Strona:Nietzsche - Tako rzecze Zaratustra.djvu/176

Ta strona została przepisana.

Gdy Zaratustra te słowa wyrzekł, żachnął się nań uczeń, wszakże nie odzywał się. Milczał też i Zaratustra; zaś oczy jego obróciły się ku wnętrzu, jak gdyby w odległe dale patrzały. Wreszcie westchnął i zaczerpnął oddechu.
Jam jest z dzisiaj i niegdyś, — rzekł wreszcie, — lecz jest we mnie coś, co jest z jutra, pojutrza i kiedyś.
Umęczyli mnie poeci, starzy i nowi: powierzchnie to są tylko i płytkie morza.

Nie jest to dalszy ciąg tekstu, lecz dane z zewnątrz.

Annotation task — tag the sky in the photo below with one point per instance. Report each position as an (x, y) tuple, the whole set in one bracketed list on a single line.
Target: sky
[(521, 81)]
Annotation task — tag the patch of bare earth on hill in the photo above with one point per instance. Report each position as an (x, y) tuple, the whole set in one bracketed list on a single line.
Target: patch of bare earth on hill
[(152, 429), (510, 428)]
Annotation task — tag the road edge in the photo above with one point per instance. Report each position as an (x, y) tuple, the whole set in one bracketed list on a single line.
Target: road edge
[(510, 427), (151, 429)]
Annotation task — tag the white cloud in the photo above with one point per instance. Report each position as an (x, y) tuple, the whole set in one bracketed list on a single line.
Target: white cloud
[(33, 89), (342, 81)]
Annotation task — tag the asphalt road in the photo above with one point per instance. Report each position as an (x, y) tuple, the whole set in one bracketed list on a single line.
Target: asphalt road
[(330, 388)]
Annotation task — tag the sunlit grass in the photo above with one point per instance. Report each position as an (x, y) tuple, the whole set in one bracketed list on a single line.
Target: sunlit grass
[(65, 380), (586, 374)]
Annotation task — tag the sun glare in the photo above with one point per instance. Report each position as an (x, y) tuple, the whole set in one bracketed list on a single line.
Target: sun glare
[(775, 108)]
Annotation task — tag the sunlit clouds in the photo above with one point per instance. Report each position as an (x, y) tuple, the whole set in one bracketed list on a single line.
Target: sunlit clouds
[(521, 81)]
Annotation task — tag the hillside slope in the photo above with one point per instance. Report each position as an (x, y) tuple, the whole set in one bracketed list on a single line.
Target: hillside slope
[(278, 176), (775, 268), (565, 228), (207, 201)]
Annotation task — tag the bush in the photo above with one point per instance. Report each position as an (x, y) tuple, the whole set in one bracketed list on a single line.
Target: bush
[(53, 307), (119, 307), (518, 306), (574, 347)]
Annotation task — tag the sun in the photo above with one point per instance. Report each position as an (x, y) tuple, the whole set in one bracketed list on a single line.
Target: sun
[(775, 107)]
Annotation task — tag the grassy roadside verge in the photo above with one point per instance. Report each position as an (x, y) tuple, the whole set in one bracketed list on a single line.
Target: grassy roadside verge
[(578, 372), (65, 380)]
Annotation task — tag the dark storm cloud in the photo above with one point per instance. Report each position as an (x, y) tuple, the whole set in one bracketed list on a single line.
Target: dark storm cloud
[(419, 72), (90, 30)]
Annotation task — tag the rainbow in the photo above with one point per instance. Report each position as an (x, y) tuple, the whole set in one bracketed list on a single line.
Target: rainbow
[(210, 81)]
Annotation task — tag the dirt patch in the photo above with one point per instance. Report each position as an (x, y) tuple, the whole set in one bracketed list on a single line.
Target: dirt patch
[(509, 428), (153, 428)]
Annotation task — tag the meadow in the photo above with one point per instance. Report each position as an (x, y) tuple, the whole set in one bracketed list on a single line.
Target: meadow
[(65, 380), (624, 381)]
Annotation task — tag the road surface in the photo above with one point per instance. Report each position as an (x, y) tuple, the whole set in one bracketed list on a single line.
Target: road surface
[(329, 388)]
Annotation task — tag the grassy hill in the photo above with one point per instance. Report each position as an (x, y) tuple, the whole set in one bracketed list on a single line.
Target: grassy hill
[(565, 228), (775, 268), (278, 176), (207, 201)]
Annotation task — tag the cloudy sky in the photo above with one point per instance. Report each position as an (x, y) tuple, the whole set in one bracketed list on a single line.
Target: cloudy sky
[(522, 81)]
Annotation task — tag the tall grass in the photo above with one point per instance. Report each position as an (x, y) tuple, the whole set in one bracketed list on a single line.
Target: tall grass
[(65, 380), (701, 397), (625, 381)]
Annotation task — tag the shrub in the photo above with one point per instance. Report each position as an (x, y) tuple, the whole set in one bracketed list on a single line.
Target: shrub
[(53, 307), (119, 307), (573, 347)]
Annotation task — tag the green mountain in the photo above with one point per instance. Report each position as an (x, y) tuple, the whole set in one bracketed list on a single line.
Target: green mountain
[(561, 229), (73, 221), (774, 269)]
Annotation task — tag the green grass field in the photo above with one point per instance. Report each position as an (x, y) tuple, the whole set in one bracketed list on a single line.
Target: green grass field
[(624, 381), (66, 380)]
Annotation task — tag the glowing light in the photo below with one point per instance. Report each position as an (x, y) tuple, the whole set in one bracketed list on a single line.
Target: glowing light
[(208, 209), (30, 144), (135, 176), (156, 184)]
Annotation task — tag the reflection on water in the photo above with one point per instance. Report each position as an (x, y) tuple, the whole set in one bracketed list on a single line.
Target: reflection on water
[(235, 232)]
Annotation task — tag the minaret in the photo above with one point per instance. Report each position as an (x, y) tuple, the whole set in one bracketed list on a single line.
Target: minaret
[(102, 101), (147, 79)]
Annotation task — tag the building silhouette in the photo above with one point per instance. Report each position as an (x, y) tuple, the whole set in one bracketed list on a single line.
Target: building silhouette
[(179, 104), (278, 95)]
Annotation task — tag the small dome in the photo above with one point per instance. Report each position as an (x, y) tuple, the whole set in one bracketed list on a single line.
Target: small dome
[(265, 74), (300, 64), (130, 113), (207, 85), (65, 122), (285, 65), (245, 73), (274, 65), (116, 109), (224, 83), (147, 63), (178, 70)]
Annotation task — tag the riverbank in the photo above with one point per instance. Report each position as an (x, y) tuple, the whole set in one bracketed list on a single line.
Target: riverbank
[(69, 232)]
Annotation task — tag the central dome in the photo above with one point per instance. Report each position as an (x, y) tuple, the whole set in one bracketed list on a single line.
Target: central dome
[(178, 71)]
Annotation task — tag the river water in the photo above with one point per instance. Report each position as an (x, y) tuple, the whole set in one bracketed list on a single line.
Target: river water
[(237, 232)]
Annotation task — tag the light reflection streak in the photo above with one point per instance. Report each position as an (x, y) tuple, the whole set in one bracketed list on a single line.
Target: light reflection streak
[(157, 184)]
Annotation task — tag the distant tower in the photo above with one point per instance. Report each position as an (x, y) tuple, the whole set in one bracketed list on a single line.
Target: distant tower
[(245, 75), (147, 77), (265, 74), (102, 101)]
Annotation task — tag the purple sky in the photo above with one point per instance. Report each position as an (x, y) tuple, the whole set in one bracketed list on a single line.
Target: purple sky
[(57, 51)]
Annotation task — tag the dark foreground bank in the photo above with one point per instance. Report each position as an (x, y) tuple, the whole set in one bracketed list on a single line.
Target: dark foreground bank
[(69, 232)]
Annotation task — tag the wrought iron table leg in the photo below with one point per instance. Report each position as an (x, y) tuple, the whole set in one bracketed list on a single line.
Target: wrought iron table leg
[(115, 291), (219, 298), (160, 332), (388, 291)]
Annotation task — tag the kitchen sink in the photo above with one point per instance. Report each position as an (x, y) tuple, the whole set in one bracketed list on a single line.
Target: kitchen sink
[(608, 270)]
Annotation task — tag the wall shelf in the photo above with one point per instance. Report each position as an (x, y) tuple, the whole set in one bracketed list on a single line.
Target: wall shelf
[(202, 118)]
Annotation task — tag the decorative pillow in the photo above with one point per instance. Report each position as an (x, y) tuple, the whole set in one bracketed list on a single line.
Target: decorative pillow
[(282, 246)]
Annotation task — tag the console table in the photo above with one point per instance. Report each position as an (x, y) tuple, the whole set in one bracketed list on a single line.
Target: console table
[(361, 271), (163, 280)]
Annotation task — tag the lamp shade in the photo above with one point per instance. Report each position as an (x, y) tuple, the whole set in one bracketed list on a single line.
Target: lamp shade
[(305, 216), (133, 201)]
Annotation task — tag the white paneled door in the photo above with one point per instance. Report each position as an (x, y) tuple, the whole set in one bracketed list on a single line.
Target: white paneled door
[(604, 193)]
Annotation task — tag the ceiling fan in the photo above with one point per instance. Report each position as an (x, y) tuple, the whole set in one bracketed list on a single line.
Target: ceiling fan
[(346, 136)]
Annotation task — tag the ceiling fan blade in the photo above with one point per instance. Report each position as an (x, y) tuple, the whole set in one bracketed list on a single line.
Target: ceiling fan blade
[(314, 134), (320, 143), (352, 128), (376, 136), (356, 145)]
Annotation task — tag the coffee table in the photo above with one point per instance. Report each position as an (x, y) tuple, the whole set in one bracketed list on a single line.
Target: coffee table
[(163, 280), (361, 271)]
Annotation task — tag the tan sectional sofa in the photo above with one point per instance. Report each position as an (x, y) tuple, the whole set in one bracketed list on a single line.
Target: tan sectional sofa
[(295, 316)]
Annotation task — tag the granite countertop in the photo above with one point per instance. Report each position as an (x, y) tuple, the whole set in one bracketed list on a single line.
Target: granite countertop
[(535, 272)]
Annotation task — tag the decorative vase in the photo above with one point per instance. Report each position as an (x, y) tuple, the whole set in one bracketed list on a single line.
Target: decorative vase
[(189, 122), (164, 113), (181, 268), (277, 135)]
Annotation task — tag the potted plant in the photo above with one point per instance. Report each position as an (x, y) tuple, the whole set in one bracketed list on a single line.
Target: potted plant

Nie myśleli dostatecznie w głąb: przeto ich uczucie nie spadło aż do dna rzeczy.
Nieco rozpusty i nieco znudzenia: to było dotychczas ich najlepszem zastanowieniem.
Upiorne tchnienia i widm upiorne pomykania: — tem są dla mnie ich harfowe pobrzęki; cóż oni wiedzieli dotychczas o wnętrznym żarze tonów! —
I nie dość mi są schludni: mącą swe wody, aby się głębszemi wydały.
A chętnie podają się przy tem jako pojednawcy: lecz dla mnie są to zawsze ludzie połowiczni, zgatawiacze mieszanin, jako tako zbywający i nierzetelni! —
Och, zanurzałem i ja swe sieci w ich morze w nadziei dobrego połowu: lecz zawsze wyciągałem z toni głowę starego boga.
Tak oto zgłodniałemu dawało morze kamień. I oni sami bodaj że z morza pochodzą.
Oczywiście, i perły znajdują się w nich: tem bardziej podobni są do twardych małży. I zamiast duszy znajdowałem w nich często słony śluz.
Od morza nauczyli się przytem jego próżności: bo czyż morze nie jest pawiem pawi?
Przed najszpetniejszym ze wszystkich bawołów roztacza ono swój ogon, nie nużąc się nigdy swym koronkowym wachlarzem z jedwabiu i srebra.
Tępo spogląda na to bawół, czując się w swej duszy bliskim piachów, jeszcze bliższym gąszczy, a najbliższym bagna.